Through last December, approximately 837,000 homes were in some stage of foreclosure. The year before, the foreclosure inventory was 1.2 million housing units.
The current foreclosure inventory represents 2.1% of all homes with a mortgage, the Irvine, Calif.-based firm said.
On a monthly basis, foreclosure inventory was down 2.7% from November 2013.
The highest foreclosure inventory as a percentage of all mortgaged homes was found in Florida (6.7%), New Jersey (6.5%), New York (4.9%), Connecticut (3.6%) and Maine (3.6%).
Black Knight Financial Services’ loan-level database revealed similar numbers on Monday for its foreclosure and serious delinquent inventory, reporting a 28% drop at yearend.
“The decline indicates that the distressed foreclosure inventory is healing at an accelerating rate heading into 2014,” says Mark Fleming, chief economist for CoreLogic.

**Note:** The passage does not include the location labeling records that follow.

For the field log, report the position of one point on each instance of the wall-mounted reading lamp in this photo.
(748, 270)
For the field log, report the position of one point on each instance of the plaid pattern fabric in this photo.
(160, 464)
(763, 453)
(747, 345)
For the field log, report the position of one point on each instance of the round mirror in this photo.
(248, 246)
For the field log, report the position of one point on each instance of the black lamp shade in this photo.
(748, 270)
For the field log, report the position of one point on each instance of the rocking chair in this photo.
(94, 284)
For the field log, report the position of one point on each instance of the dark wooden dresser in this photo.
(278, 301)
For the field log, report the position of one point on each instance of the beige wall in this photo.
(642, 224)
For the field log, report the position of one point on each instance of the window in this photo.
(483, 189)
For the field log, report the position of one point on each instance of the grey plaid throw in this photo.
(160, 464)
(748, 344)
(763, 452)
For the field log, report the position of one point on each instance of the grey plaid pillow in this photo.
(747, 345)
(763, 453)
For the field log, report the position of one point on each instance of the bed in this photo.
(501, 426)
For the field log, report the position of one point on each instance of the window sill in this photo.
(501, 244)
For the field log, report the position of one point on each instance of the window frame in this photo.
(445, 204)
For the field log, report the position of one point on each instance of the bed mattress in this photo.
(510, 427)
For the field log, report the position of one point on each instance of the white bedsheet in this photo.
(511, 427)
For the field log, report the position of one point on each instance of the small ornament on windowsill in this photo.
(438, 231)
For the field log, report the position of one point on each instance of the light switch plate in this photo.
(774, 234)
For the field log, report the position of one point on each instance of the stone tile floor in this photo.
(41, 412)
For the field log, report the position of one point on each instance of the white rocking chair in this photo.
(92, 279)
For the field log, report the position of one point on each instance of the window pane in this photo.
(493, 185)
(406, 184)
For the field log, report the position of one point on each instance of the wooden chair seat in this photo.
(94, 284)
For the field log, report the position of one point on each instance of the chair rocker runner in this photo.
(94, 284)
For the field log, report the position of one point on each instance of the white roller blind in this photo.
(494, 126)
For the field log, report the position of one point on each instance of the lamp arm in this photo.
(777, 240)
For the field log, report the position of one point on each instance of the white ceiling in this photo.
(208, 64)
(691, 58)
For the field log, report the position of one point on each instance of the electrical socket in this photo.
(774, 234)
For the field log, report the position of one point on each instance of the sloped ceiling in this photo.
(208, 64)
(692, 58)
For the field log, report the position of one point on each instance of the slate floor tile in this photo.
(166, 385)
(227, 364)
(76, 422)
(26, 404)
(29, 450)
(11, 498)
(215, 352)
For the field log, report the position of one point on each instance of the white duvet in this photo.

Foreclosure inventory declined from a year ago because completed foreclosures across the country dropped by 24%. There were 620,111 homes actually lost to foreclosure last year, compared to 820,498 in 2012.
Since the financial crisis began in September 2008, there have been about 4.8 million completed foreclosures nationwide.
“Clearly, 2013 was a transitional year for residential property in the United States. Higher home prices and lower shadow inventory levels, together with a slowly improving economy, are hopeful signals that we are turning a long-awaited corner,” says Anand Nallathambi, president and CEO of CoreLogic. “The housing market should continue to heal in 2014, but we expect progress to remain very slow.”